Under the proposed measures, those added to the register would face requirements similar to those imposed on registered sex offenders: notification duties about changes of address, travel abroad, changes of identity and any intention to live with children again after serving a sentence. Advocates argue these restrictions will close gaps in monitoring that can permit re-offending, while critics of robust oversight models typically raise questions about proportionality and implementation. The Hudgells’ meeting with the prime minister signals that the political will to proceed has strengthened, at least in the short term.

What the register will do and the road ahead

The immediate consequence of the Hudgells’ campaign victory is parliamentary movement toward a statutory register tied to the Crime and Policing Bill. The shift reframes certain offences against children not simply as matters for sentencing but as risks requiring longer-term police supervision post-conviction.

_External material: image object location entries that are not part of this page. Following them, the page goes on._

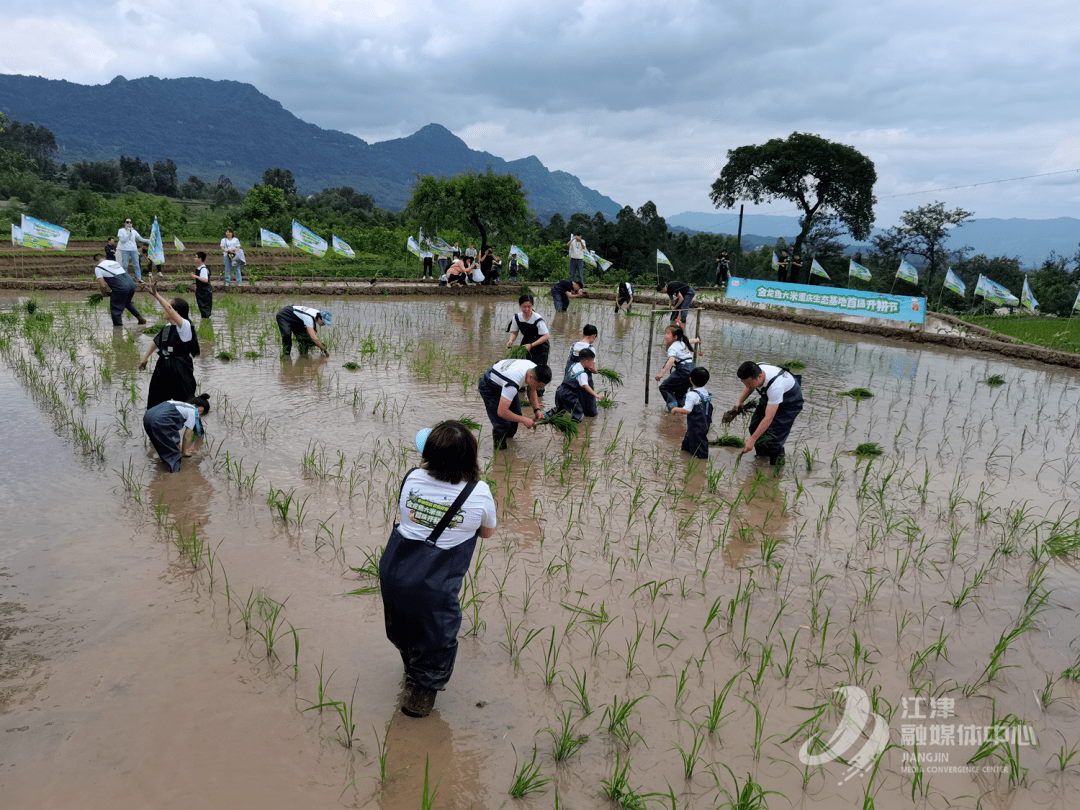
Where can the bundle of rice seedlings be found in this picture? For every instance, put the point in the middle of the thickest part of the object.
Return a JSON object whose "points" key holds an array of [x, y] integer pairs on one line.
{"points": [[728, 442], [859, 393], [563, 422], [610, 375]]}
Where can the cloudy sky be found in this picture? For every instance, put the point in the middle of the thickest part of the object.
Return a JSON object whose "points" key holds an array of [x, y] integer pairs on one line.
{"points": [[639, 99]]}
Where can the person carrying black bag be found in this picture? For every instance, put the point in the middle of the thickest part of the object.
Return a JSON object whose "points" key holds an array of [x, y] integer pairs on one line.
{"points": [[443, 507]]}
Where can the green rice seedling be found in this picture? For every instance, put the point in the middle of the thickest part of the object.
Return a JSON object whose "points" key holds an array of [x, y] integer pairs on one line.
{"points": [[868, 449], [428, 799], [728, 441], [610, 375], [747, 796], [566, 741], [527, 779], [692, 755]]}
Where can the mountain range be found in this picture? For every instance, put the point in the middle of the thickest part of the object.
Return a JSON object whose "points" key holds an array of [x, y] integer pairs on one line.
{"points": [[1028, 240], [212, 129]]}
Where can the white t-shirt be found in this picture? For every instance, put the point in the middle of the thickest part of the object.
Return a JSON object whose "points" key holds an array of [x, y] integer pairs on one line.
{"points": [[126, 239], [778, 389], [534, 319], [307, 315], [679, 351], [576, 349], [424, 500], [513, 370], [696, 396], [190, 413], [108, 268]]}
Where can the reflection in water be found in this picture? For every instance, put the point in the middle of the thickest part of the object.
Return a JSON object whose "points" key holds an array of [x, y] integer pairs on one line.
{"points": [[418, 744]]}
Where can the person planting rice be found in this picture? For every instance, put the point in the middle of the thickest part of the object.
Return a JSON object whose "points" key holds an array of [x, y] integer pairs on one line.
{"points": [[699, 414], [177, 345], [532, 329], [499, 387], [679, 363], [443, 508], [118, 286], [164, 423], [301, 323], [576, 395], [680, 296], [204, 294], [774, 415]]}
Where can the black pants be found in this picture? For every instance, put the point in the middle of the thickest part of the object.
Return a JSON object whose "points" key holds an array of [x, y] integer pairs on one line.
{"points": [[420, 585]]}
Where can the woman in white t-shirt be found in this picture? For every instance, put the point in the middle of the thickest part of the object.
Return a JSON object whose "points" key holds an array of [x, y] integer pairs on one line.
{"points": [[443, 508]]}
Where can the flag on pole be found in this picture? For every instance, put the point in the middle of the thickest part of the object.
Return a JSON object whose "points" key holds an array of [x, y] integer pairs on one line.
{"points": [[907, 272], [156, 248], [858, 270], [308, 241], [523, 259], [342, 247], [40, 234], [994, 292], [269, 239], [954, 283], [1026, 298]]}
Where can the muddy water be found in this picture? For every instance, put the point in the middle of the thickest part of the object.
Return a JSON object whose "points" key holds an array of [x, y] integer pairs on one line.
{"points": [[129, 667]]}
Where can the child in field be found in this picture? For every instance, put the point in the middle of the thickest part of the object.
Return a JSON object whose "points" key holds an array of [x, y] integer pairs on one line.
{"points": [[699, 414], [577, 386], [679, 363]]}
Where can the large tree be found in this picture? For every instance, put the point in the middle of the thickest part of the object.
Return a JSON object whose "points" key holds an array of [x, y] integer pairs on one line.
{"points": [[922, 232], [826, 180], [485, 204]]}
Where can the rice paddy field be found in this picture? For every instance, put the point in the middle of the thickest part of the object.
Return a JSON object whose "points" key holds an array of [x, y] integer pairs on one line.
{"points": [[888, 620]]}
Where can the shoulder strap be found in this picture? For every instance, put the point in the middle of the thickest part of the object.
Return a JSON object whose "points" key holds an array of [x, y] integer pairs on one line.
{"points": [[455, 508]]}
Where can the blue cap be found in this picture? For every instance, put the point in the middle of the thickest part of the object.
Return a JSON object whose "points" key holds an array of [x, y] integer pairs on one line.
{"points": [[421, 437]]}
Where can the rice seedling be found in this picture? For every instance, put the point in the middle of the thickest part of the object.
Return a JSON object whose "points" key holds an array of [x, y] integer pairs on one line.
{"points": [[858, 393], [527, 779]]}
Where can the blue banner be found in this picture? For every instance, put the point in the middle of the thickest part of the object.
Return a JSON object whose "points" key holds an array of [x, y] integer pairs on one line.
{"points": [[829, 299]]}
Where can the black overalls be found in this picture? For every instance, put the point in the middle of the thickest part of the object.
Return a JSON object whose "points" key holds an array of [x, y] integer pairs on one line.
{"points": [[530, 333], [420, 583], [174, 374], [490, 392], [698, 423], [771, 443], [289, 325]]}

The Home Office has set out specific reporting duties that, if enacted, will change how policing and social services track convicted carers returning to the community.

For Paula and tony hudgell, and for families campaigning on child protection, the register represents a tangible policy outcome: it translates campaigning pressure into legislative architecture. The measure’s effectiveness will depend on operational details yet to be finalised, the resources police allocate for monitoring, and the legal thresholds that determine who is listed. Equally, Parliament will have to weigh civil-liberties questions against child-protection imperatives as the bill proceeds.

The meeting with the prime minister also highlighted the personal narratives that often tip public policy: Tony’s survival, the legal consequences for his attackers, and his subsequent public honours and charitable work all framed the register as a response to visible, concrete harm. Whether that narrative sustains momentum through committee stages of the bill and into implementation remains an open policy challenge.

As the register moves from campaign promise to legislative amendment, one central question persists: can this new system meaningfully reduce repeat harm without unintended consequences for rehabilitation and civil rights — and will the law as drafted deliver the protections Paula and tony hudgell sought when they began their campaign?